If you’ve ever held back from writing because at some level you’re feeling intimidated, you’re not alone. Thousands, if not millions of writers hear the same voice in their heads:
- “I could never write as well as _____ can.”
- “What could I say that hasn’t already been said by someone else (or worse, said better)?”
- “I don’t know if I can keep up a writing schedule.”
- “What if nobody likes what I’m writing, or thinks I’m an amateur?”
You know the voice I’m talking about. You’ve heard it. But you have to tell it to shut the hell up, because it does nothing to help you move forward. All it does is keep you from writing with power (or worse, from writing at all).
If you want to silence that voice forever, here are 3 steps to shut it down and write without intimidation for the rest of your life.

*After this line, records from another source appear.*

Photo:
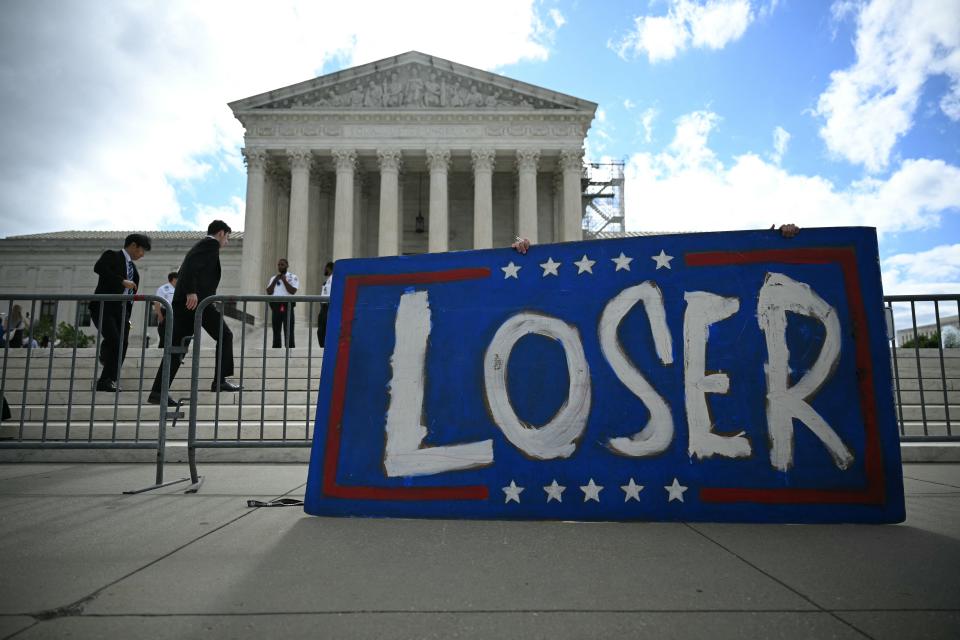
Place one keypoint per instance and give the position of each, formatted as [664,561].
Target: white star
[675,490]
[513,493]
[553,491]
[550,267]
[622,262]
[591,491]
[510,271]
[632,490]
[663,260]
[585,265]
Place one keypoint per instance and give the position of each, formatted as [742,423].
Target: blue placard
[735,376]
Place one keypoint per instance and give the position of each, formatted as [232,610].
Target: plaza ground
[78,559]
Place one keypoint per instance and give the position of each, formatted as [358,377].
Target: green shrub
[70,336]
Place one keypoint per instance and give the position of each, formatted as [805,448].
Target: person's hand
[521,245]
[788,230]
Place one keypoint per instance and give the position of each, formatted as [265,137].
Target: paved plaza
[81,560]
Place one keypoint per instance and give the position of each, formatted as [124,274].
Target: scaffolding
[603,198]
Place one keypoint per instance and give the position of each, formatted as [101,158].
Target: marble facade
[406,155]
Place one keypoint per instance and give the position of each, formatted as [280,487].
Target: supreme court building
[406,155]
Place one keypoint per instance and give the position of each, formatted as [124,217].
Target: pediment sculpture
[413,86]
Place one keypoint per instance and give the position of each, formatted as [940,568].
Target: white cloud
[703,24]
[232,213]
[557,17]
[936,270]
[781,139]
[687,188]
[899,45]
[110,107]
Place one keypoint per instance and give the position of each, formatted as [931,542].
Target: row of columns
[390,228]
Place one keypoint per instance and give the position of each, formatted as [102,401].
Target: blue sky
[729,113]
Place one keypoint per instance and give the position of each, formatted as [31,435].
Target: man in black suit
[199,276]
[117,274]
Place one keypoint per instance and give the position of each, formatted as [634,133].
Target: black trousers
[281,319]
[183,319]
[161,330]
[114,338]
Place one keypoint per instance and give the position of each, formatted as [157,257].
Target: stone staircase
[59,403]
[925,388]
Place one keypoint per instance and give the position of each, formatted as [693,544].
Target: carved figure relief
[413,86]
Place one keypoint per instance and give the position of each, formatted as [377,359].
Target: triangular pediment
[411,82]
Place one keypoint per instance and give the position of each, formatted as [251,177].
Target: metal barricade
[926,366]
[58,410]
[258,416]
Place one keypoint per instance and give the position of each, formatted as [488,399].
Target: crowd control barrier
[272,408]
[50,394]
[925,354]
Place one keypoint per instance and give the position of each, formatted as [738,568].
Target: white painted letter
[557,438]
[656,436]
[703,309]
[405,454]
[778,295]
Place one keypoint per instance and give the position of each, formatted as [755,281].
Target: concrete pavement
[80,560]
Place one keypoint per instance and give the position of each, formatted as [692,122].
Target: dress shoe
[155,399]
[107,385]
[224,386]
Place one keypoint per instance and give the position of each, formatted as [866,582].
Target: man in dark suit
[118,275]
[199,276]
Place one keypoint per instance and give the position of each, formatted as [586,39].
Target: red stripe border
[352,285]
[846,257]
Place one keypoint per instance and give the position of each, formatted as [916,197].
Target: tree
[70,336]
[924,342]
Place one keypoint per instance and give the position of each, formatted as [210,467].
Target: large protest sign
[733,376]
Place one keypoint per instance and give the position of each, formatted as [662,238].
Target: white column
[346,162]
[388,239]
[439,226]
[320,229]
[360,248]
[527,160]
[298,236]
[252,264]
[483,160]
[571,161]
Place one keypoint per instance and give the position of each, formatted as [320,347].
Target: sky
[729,114]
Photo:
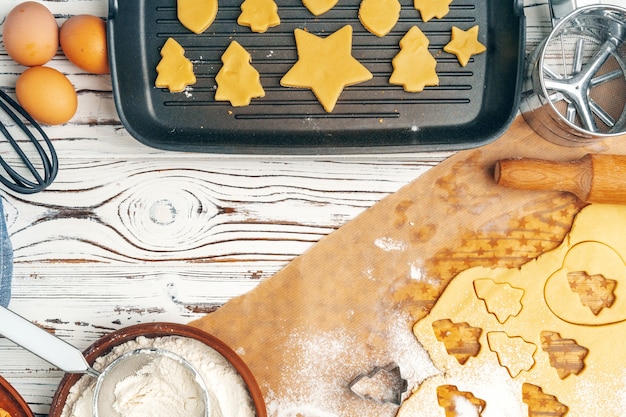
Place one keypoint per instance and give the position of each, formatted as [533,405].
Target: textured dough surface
[575,357]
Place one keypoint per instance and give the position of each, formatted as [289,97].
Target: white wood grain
[130,234]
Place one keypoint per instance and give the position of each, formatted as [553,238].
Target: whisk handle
[42,343]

Step One: Remind Yourself That Someone Needs Your Wisdom
It’s easy to look at someone who is at the top of your field and feel intimidated. On the ubiquitous “1 to 10” scale, they may be a 10 where you’re only a humble 5. How can you compete? How can you not feel intimidated? Easy. Remind yourself that there are people out there who are 4s, 3s, 2s, 1s and even 0s who can gain instant benefit from what you write and become your fans. There may even be some 6s and 7s who read what you write, and they’re reminded to strengthen the fundamentals from what you write, remembering what got them to where they are now.
Bottom line: You don’t have to be a 10 in your field to be just what your readers need. Remind yourself of that.

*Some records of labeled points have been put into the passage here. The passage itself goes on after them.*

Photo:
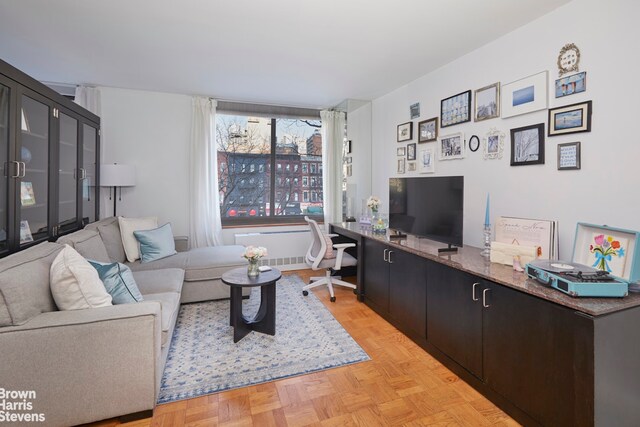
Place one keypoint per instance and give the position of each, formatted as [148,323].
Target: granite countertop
[468,259]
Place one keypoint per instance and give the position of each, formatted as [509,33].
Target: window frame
[273,164]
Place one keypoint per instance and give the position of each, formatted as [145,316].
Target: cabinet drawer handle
[473,292]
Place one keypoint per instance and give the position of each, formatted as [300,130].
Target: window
[277,152]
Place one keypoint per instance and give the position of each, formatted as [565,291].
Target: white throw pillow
[127,227]
[75,284]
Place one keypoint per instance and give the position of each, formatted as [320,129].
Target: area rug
[203,358]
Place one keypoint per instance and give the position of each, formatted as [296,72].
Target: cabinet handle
[473,292]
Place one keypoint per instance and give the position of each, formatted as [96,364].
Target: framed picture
[493,146]
[411,151]
[428,130]
[573,84]
[455,109]
[572,118]
[569,156]
[401,163]
[452,146]
[426,163]
[524,95]
[487,103]
[405,132]
[414,110]
[527,145]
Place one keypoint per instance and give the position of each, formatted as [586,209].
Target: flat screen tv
[429,207]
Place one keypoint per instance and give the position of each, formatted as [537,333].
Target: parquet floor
[401,386]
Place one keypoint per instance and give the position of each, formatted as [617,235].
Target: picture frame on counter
[571,85]
[405,132]
[527,145]
[456,109]
[487,102]
[574,118]
[411,151]
[452,146]
[569,156]
[428,130]
[525,95]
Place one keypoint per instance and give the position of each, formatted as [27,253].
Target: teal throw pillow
[156,244]
[118,281]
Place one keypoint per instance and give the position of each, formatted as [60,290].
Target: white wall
[151,131]
[604,191]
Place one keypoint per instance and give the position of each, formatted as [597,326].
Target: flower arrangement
[604,249]
[373,202]
[254,253]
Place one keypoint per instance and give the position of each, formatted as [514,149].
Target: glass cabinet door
[68,173]
[33,161]
[5,96]
[89,161]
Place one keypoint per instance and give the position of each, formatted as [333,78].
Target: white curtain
[89,98]
[333,123]
[205,228]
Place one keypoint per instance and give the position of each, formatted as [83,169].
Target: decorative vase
[252,268]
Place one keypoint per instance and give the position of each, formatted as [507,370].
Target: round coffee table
[265,319]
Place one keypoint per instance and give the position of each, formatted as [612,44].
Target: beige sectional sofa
[89,365]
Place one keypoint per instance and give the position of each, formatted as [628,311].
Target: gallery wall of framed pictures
[496,103]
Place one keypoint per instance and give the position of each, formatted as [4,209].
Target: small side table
[265,319]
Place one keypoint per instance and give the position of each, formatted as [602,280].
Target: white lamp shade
[115,175]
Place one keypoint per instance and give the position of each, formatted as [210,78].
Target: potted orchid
[253,255]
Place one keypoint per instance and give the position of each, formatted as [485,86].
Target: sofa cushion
[75,284]
[127,227]
[170,302]
[118,281]
[87,243]
[109,230]
[156,281]
[200,263]
[155,244]
[24,283]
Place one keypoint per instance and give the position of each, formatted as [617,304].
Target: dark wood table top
[238,277]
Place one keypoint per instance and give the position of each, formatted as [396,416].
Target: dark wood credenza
[540,355]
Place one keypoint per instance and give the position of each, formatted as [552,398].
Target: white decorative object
[127,227]
[75,284]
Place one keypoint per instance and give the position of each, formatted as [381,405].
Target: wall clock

Step Two: Remind Yourself Someone Wants Your Story
People can’t get enough of reading stories. They crave them more than facts (and they’re even hungrier when you combine the two). Whatever you’re writing about, you have a unique angle, a filter based on your own experiences that colors whatever it is you’re writing. Write from there, and people will connect. Bridge the subject matter with your experiences and you’re automatically writing something fresh and new. Think of the blogs you love to read – you’ll see exactly what I’m talking about.

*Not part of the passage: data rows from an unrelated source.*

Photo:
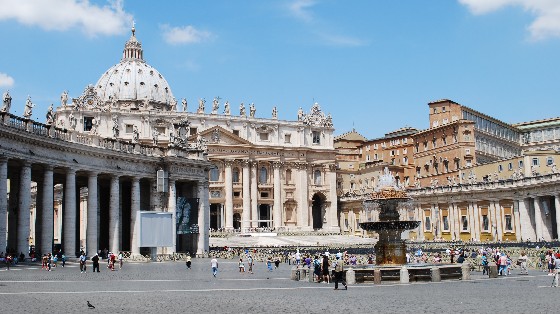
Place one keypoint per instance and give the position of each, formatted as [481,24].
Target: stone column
[499,219]
[92,215]
[203,218]
[557,205]
[277,210]
[114,216]
[476,222]
[172,208]
[69,216]
[134,209]
[538,218]
[24,209]
[47,214]
[254,195]
[246,215]
[303,204]
[517,220]
[527,230]
[3,203]
[229,195]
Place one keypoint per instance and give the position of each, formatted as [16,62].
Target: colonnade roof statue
[134,83]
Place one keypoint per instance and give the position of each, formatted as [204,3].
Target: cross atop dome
[133,48]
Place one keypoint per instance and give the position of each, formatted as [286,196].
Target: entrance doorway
[264,216]
[318,211]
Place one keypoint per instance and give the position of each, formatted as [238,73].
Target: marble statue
[201,103]
[116,129]
[215,105]
[28,111]
[226,109]
[300,114]
[242,110]
[135,135]
[252,110]
[50,115]
[6,101]
[64,99]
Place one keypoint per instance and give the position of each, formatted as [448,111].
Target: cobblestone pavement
[170,288]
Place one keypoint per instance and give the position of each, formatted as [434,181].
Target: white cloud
[546,12]
[62,15]
[6,80]
[299,9]
[184,35]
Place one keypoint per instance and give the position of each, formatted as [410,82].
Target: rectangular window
[88,124]
[509,225]
[485,223]
[263,136]
[316,137]
[464,223]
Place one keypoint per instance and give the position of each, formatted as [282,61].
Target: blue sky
[374,65]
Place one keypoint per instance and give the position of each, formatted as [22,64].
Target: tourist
[338,273]
[95,262]
[250,262]
[522,262]
[188,263]
[214,264]
[83,262]
[241,266]
[325,269]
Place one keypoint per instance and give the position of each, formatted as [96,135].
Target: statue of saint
[215,105]
[64,99]
[50,115]
[300,114]
[252,110]
[28,111]
[6,102]
[226,109]
[242,110]
[201,103]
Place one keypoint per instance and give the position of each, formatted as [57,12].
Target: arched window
[263,175]
[235,175]
[215,174]
[288,176]
[317,177]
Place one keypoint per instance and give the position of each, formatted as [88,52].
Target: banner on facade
[187,211]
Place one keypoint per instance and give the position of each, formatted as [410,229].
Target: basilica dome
[132,79]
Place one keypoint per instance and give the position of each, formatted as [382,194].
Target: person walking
[95,262]
[214,264]
[83,262]
[188,262]
[339,274]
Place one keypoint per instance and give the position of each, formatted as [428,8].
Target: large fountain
[388,197]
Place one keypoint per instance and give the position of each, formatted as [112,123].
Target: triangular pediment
[218,135]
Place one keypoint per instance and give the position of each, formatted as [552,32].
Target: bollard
[350,276]
[492,270]
[377,276]
[436,274]
[466,271]
[404,275]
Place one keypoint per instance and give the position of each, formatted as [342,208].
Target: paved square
[170,288]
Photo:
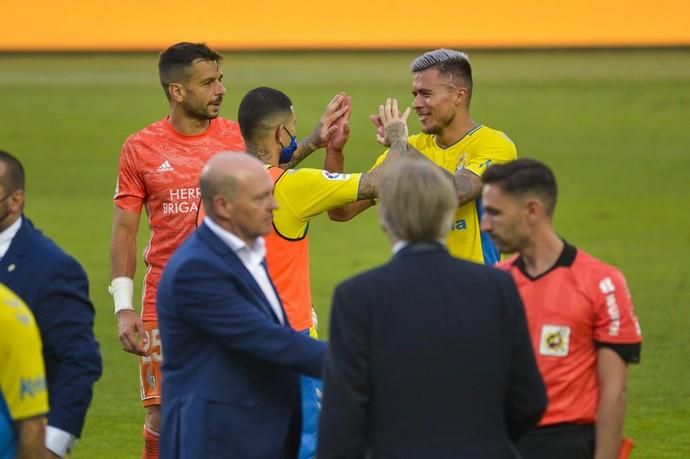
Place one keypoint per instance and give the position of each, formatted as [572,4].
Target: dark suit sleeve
[526,398]
[221,306]
[343,422]
[65,317]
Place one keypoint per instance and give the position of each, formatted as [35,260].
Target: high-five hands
[327,127]
[391,125]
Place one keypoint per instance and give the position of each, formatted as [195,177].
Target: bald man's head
[222,173]
[237,193]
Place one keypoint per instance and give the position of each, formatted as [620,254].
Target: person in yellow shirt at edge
[268,124]
[23,394]
[442,90]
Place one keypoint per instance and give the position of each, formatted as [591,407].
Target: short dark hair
[448,62]
[524,176]
[417,200]
[257,109]
[175,61]
[13,179]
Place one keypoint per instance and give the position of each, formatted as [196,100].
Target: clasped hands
[391,125]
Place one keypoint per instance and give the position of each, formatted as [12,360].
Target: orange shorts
[150,366]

Bottom Line: Even if you think you’re boring, other people don’t. Remind yourself that they crave the perspective of others in the same way that you do.
Step Three: Remind Yourself To Write For The Garbage Can
Steve Allen came up with this one, so I can’t take credit. But I follow this advice like crazy. When I sit down to write, I don’t try to create a masterpiece. I just sit down and slam out honest content without any regard to how it sounds. Editing can always happen later, after you let your creative energy pour out. Sometimes what I write is really good (in my opinion, at least). Sometimes it’s utter crap. But writing is like strength training – the more you do it, the better you get. Some days you’re pumped after a workout, and some days you’re trashed by it. But in the long run, you get better as long as you keep trying.
Bottom line: The only way to get past writing poorly is to write poorly a lot. Remind yourself that the goal of practice is progress (not perfection!)
Bonus Step Four: Remind Yourself That You Are Your Own Worst Critic
Remember that you are not your audience, and you’ll often hate the passages that your readers love. Case in point: All four of my posts that hit the Digg frontpage were ones I didn’t like (and in fact, 3 of them were ‘write for the garbage can’ posts). But they resonated with readers, probably because I wasn’t worrying about impressing them or looking like an authority figure – I just focused on adding what value to whatever I could at the level I was at.
Bottom line: Don’t stress – people like you more than you think. Remind yourself that you don’t judge other people’s writing as harshly as you do your own.
Now You’re Ready For A Life Of Writing Without Intimidation
If you’ve read this far, you know exactly what to do to erase intimidation whenever it rears its ugly head. And if you’ve really been paying attention, you’ve seen how I’ve used referenced all four of these tips in this article.